Um sinal detectado em 2023 por observatórios de ondas gravitacionais pode ser a primeira evidência de um tipo de buraco negro nunca confirmado. A descoberta reacende uma hipótese antiga: esses objetos primordiais podem explicar a misteriosa matéria escura que domina o universo.

Um dos maiores mistérios da cosmologia pode estar mais perto de ser resolvido. Cientistas identificaram uma onda gravitacional incomum que pode indicar a existência de buracos negros primordiais — objetos formados nos primeiros instantes do universo.

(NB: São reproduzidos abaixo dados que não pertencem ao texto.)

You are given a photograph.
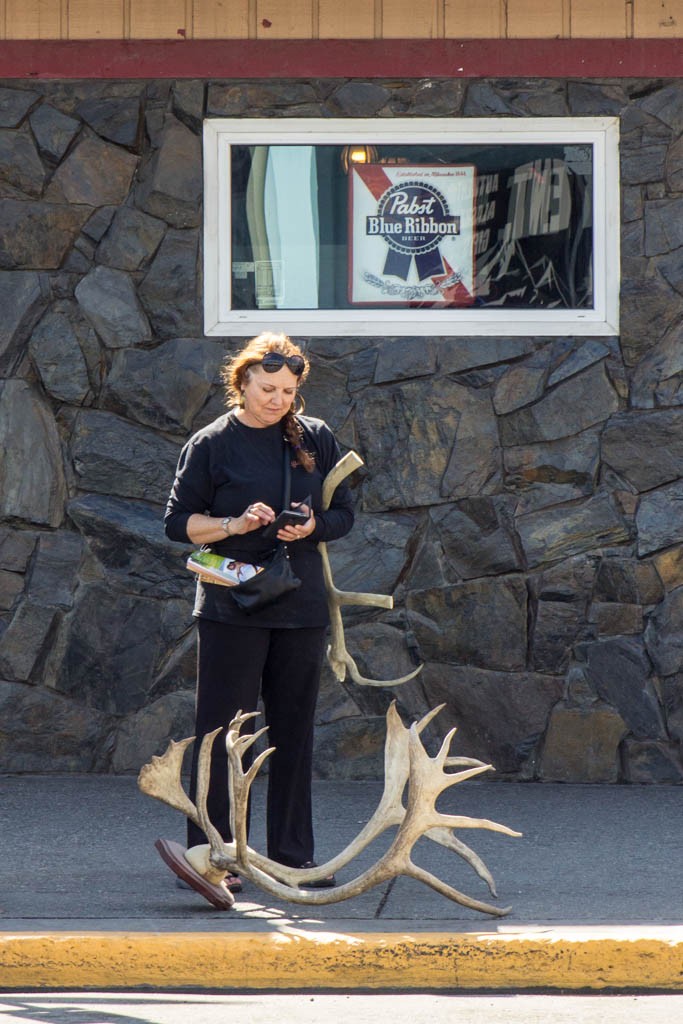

Se confirmada, a descoberta pode mudar nossa compreensão sobre a matéria escura, responsável por cerca de 85% da massa do cosmos.

O sinal que intrigou os cientistas

Um “zumbido” do cosmos pode resolver um dos maiores mistérios do universo
© https://x.com/YoAmoaLaCiencia/

A descoberta começou com um alerta do LIGO, que em novembro de 2023 registrou uma onda gravitacional incomum.

O sinal indicava a fusão de dois objetos — sendo que pelo menos um deles tinha massa menor que a do Sol.

Isso chamou atenção imediatamente, porque buracos negros conhecidos normalmente têm massas muito maiores, já que se formam a partir do colapso de estrelas massivas.

Por que esse achado é tão estranho

Se um buraco negro tem menos massa que o Sol, ele não pode ter origem estelar tradicional.

Isso abre espaço para uma hipótese ousada: ele pode ser um buraco negro primordial, formado logo após o Big Bang.

Essa ideia não é nova — foi proposta nos anos 1970 por Yakov Zeldovich e Igor Novikov, e depois desenvolvida por Stephen Hawking.

O que são buracos negros primordiais

Diferente dos buracos negros comuns, esses objetos teriam surgido em regiões extremamente densas do universo primitivo, antes mesmo da formação das primeiras estrelas.

Eles poderiam existir em grande quantidade e ter massas muito variadas — desde objetos pequenos até gigantes cósmicos.

E é justamente aí que entra a grande questão: eles podem ser a chave para entender a matéria escura.

A conexão com a matéria escura

A matéria escura é invisível, não emite luz e só pode ser detectada por seus efeitos gravitacionais.

Ela é essencial para explicar:

  • A formação de galáxias
  • A estrutura do universo
  • O comportamento gravitacional em larga escala

Se os buracos negros primordiais realmente existirem em grande número, eles poderiam representar uma parte significativa — ou até toda — a matéria escura.

Como os cientistas chegaram a essa conclusão

Pesquisadores da Universidade de Miami analisaram o sinal detectado pelo LIGO e concluíram que a explicação mais consistente é a presença de um buraco negro primordial.

Segundo os cálculos, esses objetos seriam extremamente raros — o que coincide com o baixo número de eventos semelhantes já observados.

Isso reforça a hipótese de que estamos diante de um fenômeno real, embora ainda não confirmado.

O nascimento de uma nova forma de observar o universo

A imagem que pode mudar nossa visão do Universo surgiu do invisível
© https://x.com/konstructivizm/

Desde 2015, quando o LIGO detectou ondas gravitacionais pela primeira vez, surgiu uma nova área da astronomia.

Essas ondas são como “vibrações” no espaço-tempo, causadas por eventos extremos, como fusões de buracos negros.

Hoje, o LIGO opera junto com outros observatórios, formando uma rede global que amplia nossa capacidade de detectar fenômenos cósmicos.

Ainda não é uma prova definitiva

Apesar do entusiasmo, os próprios cientistas são cautelosos.

Para confirmar a existência de buracos negros primordiais, será necessário detectar mais sinais semelhantes.

Um único evento, por mais promissor que seja, não é suficiente para mudar o consenso científico.

O futuro da busca

Novos instrumentos podem ajudar a resolver esse mistério.

Entre eles está o LISA, uma missão espacial europeia prevista para a próxima década, capaz de detectar ondas gravitacionais ainda mais antigas.

Além disso, projetos como o Cosmic Explorer prometem aumentar drasticamente a sensibilidade das observações.

Um passo mais perto de entender o universo

Se confirmada, essa descoberta pode redefinir o que sabemos sobre a origem e a composição do universo.

No fim das contas, não se trata apenas de encontrar um novo tipo de buraco negro — mas de responder uma das perguntas mais profundas da ciência: do que o universo realmente é feito.